Numerical modeling of the mechanical interaction of a bacterium

Abstract

The behavior of non-biological spherical particles can be readily modeled with the discrete element method. The size of the particles thereby plays an important role in particle or particle system behavior. For micron-sized particles the attractive force becomes dominant, thus specific knowledge is needed regarding it. This knowledge can be applied not only for non- biological, but also for biological similar sized objects, such as cells. This can extend the implementation, the understanding and possible applications of the discrete element method even up to the molecular dynamics level. In this work, we introduce models for cell interaction, basing on experience from modeling the interaction of ultrafine particles. The cell is thereby considered as a colloid particle, where an idealization with continuum mechanics is applicable.

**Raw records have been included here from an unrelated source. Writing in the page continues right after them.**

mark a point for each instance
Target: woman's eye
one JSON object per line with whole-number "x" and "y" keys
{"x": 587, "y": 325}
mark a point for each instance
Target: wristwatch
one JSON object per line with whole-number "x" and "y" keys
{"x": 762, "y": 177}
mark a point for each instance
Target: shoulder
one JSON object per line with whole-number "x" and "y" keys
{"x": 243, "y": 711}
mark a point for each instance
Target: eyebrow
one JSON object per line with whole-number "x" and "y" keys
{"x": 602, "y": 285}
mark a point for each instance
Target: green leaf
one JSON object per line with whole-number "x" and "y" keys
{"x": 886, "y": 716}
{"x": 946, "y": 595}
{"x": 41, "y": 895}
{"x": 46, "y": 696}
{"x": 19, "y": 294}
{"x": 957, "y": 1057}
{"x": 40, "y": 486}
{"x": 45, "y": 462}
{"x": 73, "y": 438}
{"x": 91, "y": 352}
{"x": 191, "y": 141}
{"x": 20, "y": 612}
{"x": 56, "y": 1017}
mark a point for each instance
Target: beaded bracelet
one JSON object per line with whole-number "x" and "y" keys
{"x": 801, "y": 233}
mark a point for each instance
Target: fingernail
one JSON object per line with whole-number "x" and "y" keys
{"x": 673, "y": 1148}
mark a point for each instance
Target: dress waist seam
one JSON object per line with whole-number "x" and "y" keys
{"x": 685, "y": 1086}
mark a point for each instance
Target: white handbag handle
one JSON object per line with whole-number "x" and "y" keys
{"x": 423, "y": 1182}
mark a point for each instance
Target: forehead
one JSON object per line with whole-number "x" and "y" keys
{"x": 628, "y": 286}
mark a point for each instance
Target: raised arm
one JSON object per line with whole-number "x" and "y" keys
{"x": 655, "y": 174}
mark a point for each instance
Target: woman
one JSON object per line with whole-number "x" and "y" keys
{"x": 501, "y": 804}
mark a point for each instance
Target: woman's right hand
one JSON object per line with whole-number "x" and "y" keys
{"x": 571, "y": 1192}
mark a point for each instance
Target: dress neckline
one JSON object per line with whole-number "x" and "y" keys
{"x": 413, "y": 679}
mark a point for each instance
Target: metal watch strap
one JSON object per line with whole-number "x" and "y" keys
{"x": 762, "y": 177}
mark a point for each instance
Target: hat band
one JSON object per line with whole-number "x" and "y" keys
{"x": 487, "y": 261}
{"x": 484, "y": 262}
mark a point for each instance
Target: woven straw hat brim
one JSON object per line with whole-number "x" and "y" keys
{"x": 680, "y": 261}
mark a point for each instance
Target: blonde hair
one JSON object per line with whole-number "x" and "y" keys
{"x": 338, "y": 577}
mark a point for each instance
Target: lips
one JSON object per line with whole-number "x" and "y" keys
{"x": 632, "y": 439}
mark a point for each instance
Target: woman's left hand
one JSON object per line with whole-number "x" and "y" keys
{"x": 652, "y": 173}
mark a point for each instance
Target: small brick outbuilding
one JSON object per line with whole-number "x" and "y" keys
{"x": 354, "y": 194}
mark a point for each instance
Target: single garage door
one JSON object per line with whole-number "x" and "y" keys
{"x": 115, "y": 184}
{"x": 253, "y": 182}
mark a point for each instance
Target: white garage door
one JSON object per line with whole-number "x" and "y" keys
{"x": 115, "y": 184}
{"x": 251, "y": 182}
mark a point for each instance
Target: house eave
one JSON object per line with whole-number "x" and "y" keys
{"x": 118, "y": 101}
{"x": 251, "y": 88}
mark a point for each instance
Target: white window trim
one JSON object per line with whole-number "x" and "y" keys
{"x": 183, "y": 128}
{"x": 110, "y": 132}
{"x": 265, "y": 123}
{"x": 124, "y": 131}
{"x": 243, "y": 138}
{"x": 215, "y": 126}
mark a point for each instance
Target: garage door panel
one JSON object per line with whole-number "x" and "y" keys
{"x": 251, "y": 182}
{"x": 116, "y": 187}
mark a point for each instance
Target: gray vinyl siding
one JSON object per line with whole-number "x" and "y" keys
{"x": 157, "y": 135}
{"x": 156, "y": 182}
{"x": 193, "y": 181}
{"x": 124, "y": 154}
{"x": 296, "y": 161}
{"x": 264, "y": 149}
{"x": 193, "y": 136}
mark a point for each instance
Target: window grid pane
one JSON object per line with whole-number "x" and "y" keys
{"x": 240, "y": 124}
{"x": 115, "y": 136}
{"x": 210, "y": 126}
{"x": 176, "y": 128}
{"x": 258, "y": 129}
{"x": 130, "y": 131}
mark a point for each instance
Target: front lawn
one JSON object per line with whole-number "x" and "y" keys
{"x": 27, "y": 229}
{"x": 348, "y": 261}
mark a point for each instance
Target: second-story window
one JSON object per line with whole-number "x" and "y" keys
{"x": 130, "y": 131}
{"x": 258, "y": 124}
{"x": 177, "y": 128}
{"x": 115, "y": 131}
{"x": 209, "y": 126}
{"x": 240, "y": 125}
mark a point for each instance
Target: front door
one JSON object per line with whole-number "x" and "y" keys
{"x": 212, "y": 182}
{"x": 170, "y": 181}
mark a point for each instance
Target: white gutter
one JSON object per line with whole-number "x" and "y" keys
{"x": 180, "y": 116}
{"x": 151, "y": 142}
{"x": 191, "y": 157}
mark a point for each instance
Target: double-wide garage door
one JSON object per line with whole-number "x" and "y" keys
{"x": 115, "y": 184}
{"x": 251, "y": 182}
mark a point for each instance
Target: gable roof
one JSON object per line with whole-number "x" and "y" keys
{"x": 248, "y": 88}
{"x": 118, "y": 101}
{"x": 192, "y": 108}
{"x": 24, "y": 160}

The model parameters for the cells are taken from known physical experiments performed with spherical S. aureus bacteria. The presented model is universal, and can be applied for the modeling of the dynamics of possibly other cell types as well. The investigation of the dynamics of a single bacterium may help to understand the behavior of a system of bacteria (e.g. biofilm formation) as well as the transmission of infections in the air. One of the important factors influencing the stability of a bacterial structure, but also important in the context of an infection is the adhesion force. Detailed results on the sticking process of a bacterium are presented. A characterization of the influence of repulsive and attractive forces on the bacterium is given. The obtained results are shown in terms of force displacement diagrams as well as a function of the interaction and sticking time history. For the modeling of the system behavior the sticking process of 10,000 bacteria is considered.